- Born: January 20, 1917 Haileybury, Ontario
- Died: October 7, 1971 (aged 54) Winnipeg, Manitoba

Curling career
- Member Association: Manitoba

Medal record
Men's curling
Representing Manitoba
Macdonald Brier
| Gold medal – first place | 1952 Winnipeg |  |
| Gold medal – first place | 1956 Moncton |  |

= Billy Walsh (curler) =

Canadian curler (1917–1971)

William James Walsh (January 20, 1917 – October 7, 1971) was a Canadian curler from Winnipeg, Manitoba. Walsh was a two time Canadian champion skip, having won the Brier for Manitoba in 1952 and 1956.

Walsh was born in 1917 in Ontario and moved to Winnipeg as an infant. After graduating from high school, he worked at the Comptroller General's office for the Government of Manitoba, where he worked for the rest of his life. He served with the Royal Winnipeg Rifles during World War II.

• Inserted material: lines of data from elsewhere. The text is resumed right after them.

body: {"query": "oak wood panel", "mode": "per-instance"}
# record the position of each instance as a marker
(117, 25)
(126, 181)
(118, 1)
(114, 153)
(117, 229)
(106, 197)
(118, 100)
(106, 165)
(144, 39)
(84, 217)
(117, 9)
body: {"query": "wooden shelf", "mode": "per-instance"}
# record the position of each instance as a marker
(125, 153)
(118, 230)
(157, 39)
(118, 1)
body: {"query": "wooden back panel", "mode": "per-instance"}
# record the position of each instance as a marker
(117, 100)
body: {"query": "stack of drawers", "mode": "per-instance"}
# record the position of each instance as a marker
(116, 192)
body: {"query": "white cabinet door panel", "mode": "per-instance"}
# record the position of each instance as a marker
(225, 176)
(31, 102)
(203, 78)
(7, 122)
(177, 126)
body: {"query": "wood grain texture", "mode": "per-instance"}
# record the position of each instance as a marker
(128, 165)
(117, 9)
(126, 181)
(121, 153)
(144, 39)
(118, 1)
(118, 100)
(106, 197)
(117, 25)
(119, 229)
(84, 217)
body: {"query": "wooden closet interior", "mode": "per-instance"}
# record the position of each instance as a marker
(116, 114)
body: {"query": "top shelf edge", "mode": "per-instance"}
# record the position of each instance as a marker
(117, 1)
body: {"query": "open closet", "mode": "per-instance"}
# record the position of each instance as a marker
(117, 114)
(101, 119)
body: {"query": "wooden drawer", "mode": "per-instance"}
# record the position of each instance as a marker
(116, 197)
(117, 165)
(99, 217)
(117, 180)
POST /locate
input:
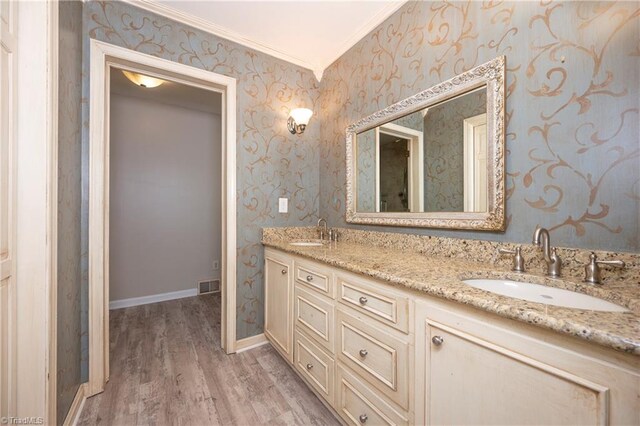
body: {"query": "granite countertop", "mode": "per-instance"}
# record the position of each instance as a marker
(441, 277)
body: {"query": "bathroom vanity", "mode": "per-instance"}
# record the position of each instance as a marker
(390, 336)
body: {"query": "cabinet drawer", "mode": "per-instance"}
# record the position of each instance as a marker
(315, 277)
(358, 405)
(315, 366)
(374, 300)
(315, 316)
(378, 357)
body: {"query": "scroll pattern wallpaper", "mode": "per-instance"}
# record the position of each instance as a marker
(271, 162)
(573, 100)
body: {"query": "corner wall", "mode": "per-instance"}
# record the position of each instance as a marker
(69, 156)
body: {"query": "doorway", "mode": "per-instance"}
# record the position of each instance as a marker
(107, 59)
(399, 169)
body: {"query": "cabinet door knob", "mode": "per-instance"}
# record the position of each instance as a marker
(437, 340)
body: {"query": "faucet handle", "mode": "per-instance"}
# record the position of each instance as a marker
(518, 260)
(592, 269)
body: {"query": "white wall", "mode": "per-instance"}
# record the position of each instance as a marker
(164, 197)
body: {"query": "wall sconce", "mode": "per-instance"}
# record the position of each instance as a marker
(298, 120)
(142, 80)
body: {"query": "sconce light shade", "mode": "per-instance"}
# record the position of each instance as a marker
(298, 120)
(142, 80)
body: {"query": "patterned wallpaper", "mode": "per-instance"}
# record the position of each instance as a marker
(271, 162)
(444, 151)
(573, 100)
(69, 156)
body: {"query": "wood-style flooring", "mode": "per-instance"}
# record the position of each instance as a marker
(167, 368)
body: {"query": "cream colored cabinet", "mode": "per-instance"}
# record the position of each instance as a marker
(381, 355)
(479, 369)
(278, 308)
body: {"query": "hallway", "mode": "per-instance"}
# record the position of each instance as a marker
(167, 367)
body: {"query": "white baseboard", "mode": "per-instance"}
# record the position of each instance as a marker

Walsh won his first of two national championships at the 1952 Macdonald Brier in Winnipeg. The Walsh rink, which included Al Langlois, Andy McWilliams and John Watson, went undefeated at the event, winning all ten matches. They clinched the event in their second last game, when they beat Alberta's Art Simpson, 9-7. Simpson had up until then just lost one match, and a win could have forced a tie breaker for the championship.

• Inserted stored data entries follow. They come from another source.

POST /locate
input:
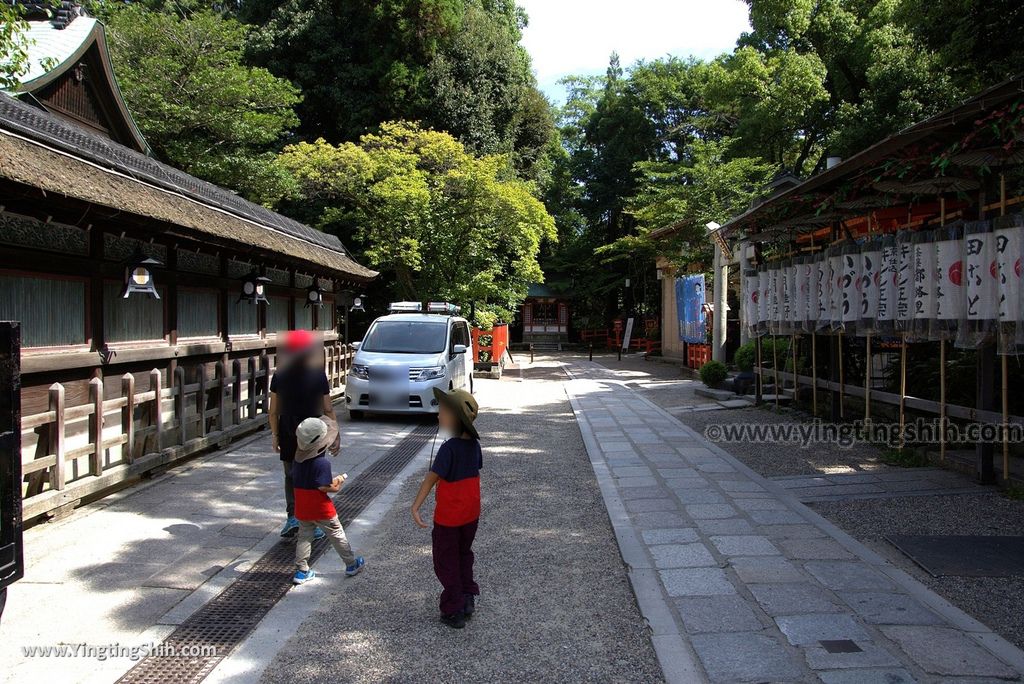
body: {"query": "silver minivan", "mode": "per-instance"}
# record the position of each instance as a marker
(404, 355)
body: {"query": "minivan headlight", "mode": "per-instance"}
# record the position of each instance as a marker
(431, 374)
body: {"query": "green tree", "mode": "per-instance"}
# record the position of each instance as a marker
(200, 107)
(454, 65)
(13, 45)
(444, 223)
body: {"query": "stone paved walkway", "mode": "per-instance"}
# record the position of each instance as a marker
(741, 583)
(910, 482)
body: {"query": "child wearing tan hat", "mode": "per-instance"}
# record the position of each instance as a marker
(456, 471)
(313, 508)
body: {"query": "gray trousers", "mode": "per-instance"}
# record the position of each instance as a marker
(289, 489)
(335, 532)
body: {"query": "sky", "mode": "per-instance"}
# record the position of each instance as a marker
(578, 36)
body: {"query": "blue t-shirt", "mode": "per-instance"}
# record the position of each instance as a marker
(307, 477)
(458, 499)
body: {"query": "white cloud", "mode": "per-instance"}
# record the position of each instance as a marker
(578, 36)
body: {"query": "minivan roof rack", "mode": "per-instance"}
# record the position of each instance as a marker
(445, 308)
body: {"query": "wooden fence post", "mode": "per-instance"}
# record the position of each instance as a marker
(236, 391)
(96, 427)
(128, 417)
(179, 403)
(264, 383)
(251, 365)
(202, 397)
(157, 412)
(56, 398)
(221, 392)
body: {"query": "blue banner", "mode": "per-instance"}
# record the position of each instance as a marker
(689, 308)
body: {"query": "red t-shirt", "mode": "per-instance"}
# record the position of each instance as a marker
(310, 503)
(458, 499)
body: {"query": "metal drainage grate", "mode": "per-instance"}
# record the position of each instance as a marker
(544, 373)
(195, 648)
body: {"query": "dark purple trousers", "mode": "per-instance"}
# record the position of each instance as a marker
(453, 551)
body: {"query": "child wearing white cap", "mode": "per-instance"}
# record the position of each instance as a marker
(313, 508)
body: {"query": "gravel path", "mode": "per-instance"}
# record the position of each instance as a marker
(998, 602)
(555, 601)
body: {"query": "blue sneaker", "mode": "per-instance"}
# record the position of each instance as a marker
(302, 578)
(355, 567)
(291, 527)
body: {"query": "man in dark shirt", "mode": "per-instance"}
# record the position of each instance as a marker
(299, 390)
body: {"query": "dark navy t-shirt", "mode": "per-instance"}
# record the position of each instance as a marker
(458, 464)
(300, 391)
(307, 477)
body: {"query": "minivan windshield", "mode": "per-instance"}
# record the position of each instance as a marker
(406, 337)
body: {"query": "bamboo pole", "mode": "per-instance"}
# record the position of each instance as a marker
(902, 389)
(794, 349)
(842, 379)
(814, 375)
(774, 362)
(1006, 419)
(867, 381)
(942, 367)
(760, 380)
(1005, 362)
(942, 400)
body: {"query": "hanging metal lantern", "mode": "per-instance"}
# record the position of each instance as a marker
(254, 288)
(138, 276)
(314, 296)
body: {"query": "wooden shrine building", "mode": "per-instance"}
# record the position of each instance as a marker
(545, 316)
(150, 301)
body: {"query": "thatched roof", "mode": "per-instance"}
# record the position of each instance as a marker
(44, 152)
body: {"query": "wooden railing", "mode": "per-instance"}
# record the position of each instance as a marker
(128, 435)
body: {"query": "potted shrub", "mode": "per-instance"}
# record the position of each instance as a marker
(714, 374)
(744, 359)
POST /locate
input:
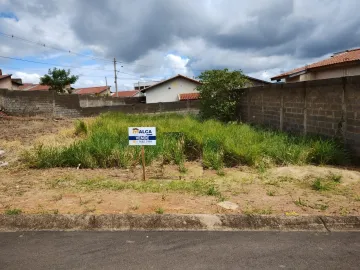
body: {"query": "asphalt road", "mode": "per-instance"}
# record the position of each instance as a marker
(179, 250)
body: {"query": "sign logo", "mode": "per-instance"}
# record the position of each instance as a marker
(142, 135)
(135, 130)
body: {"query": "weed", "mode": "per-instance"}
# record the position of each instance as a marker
(321, 207)
(89, 210)
(320, 185)
(12, 212)
(212, 191)
(197, 187)
(334, 177)
(344, 211)
(300, 203)
(292, 213)
(182, 169)
(80, 127)
(182, 138)
(159, 211)
(258, 211)
(57, 197)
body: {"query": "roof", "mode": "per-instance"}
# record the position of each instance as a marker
(170, 79)
(4, 76)
(189, 96)
(26, 86)
(17, 81)
(348, 56)
(257, 80)
(91, 90)
(39, 87)
(125, 93)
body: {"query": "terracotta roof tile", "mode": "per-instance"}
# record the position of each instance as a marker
(189, 96)
(26, 86)
(91, 90)
(125, 93)
(39, 87)
(5, 76)
(337, 58)
(172, 78)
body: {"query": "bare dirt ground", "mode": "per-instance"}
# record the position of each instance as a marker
(290, 190)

At the 1956 Macdonald Brier, the Walsh rink finished the round robin with a record of 8-2, tied with Ontario's Alf Phillips. This forced a one game playoff to determine the champion between the two rinks. Walsh won the match 8-7, in an extra end in front of 3200 fans at Moncton Stadium to capture his second national title. Walsh's 1956 team consisted of Langlois, Cy White and McWilliams.

Walsh died in 1971 after a long illness. He was inducted into the Canadian Curling Hall of Fame in 1975.